Panel Three: The Three P’s: Politics, Policy, & PDUFA
- Jeff Allen, Ph.D., Executive Director, Friends of Cancer Research (Moderator)
- Raj Puri, M.D., Ph.D., Director, Division of Cellular and Gene Therapies, Office of Cellular, Tissue, and Gene Therapies, Center for Biologics Evaluation and Research (CBER), Food and Drug Administration (FDA)
- Marc Theoret, M.D., Lead Medical Officer, Center for Drug Evaluation and Research (CDER), Food and Drug Administration (FDA)

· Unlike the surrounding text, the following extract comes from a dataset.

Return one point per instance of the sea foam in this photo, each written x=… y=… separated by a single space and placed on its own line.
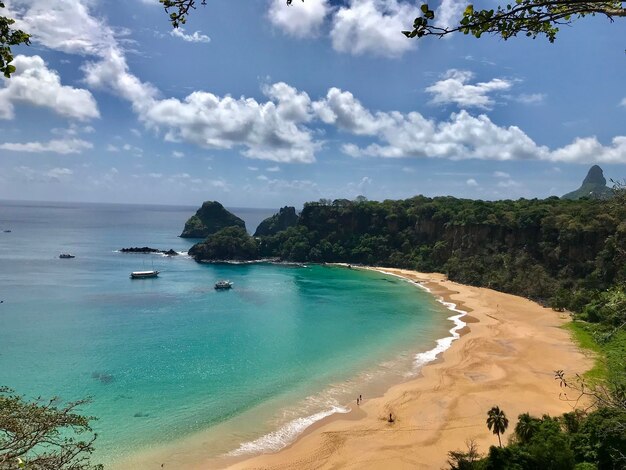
x=284 y=435
x=288 y=433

- Michael Werner, J.D., Co-Founder & Executive Director, Alliance for Regenerative Medicine
The third panel focused on the policy and future of immuno-oncology, and was moderated by the Executive Director of Friends, Jeff Allen, Ph.D. Dr. Allen began by asking the panelists if they were surprised at the state of science today or if it’s what they expected. Dr. Theoret said he was “surprised with the rapid development over the recent years.” Dr. Allen then asked about FDA guidance and what it means to co-develop. Dr. Puri commended the FDA for being forward thinking, specifically on the guidance document, and on the close collaboration between CBER and CDER. Dr. Werner added that “the agency goes out of its way to be transparent and collaborative,” and he feels that the collaboration within the FDA is good. Dr. Puri also noted that new policy councils and an office of combination products have been created at the FDA to help facilitate collaboration between centers. This requires more people and interaction with industry to help speed approvals. The panel discussed breakthrough therapies next. Dr. Theoret commented that preliminary breakthrough therapy discussion offers the opportunity with a review team to discuss a specific product and see if the evidence is supportive of a breakthrough therapy designation. “Folks want to optimize this process. Quite a bit of progress has been made in manufacturing,” added Dr. Puri. Dr. Werner also addressed the need for patient inclusion in these processes, and said that “there’s been an effort over the last several years to include greater patient voice in clinical development.” The panel closed with a discussion of how to balance the needs of the patients with the rules and regulations of the FDA.